Investigation of the Role of Tensile Forces in Cellular Response to Chemotherapeutic Agents

Abstract

Research using in vitro cell cultures are frequently conducted under static growth conditions. Cells growing in vivo, however, grow in a highly dynamic and interactive environment, where they receive cues in the form of mechanical stimuli from their surroundings. Lung cells, for example, are continually exposed in vivo to a cyclic tensile stretch during normal inhalation and exhalation. The absence of a mechanically representative environment could have important implications for research and development, particularly in the context of drug discovery. We hypothesize that tensile (mechanical) forces applied to two non-small cell lung cancer cell lines, bronchoalveolar H358 cells and alveolar A549 cells, play an important role in determining cellular response to chemotherapeutic agents. In order to investigate changes resulting from exposure to tensile stretch, we first looked at changes in proliferation and expression of a few cellular markers associated with epithelial-mesenchymal transition (EMT). Next, we looked at changes in cell cycle distribution and expression of a few cell-cycle checkpoint proteins. Finally, we studied the effect of a tensile force on the efficacy of three chemotherapeutic agents.

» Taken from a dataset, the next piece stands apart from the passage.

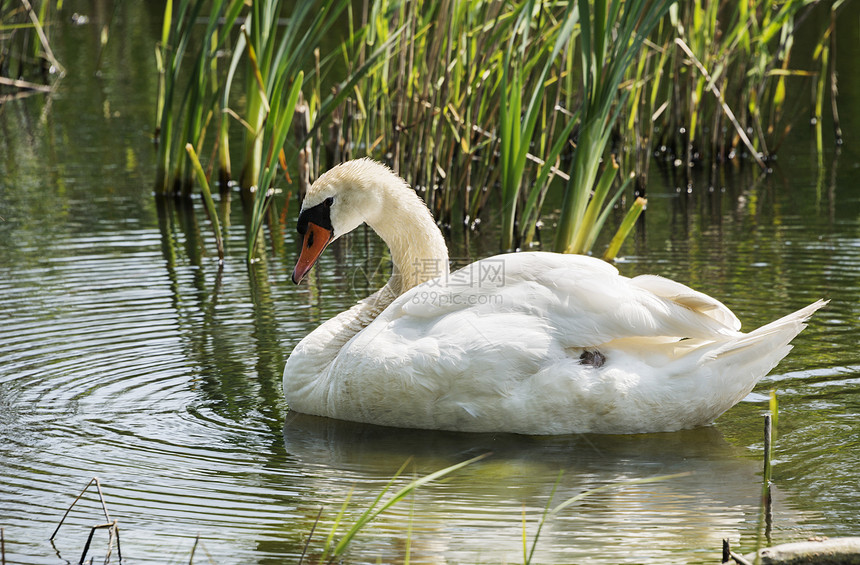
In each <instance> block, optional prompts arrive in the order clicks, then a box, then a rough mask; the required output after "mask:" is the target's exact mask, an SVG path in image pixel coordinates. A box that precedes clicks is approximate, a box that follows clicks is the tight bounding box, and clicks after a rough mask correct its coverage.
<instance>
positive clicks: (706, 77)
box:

We found that a tensile force significantly reduces cellular proliferation and causes significant shifts in cell cycle distribution. Mechanically active culture environments led to decreased efficacy of cisplatin and increased efficacy of Zactima. These results indicate that a mechanically active culture environment does impact cell survival and protein expression, and has important implications in the context of the discovery and screening of new antitumor drug therapies.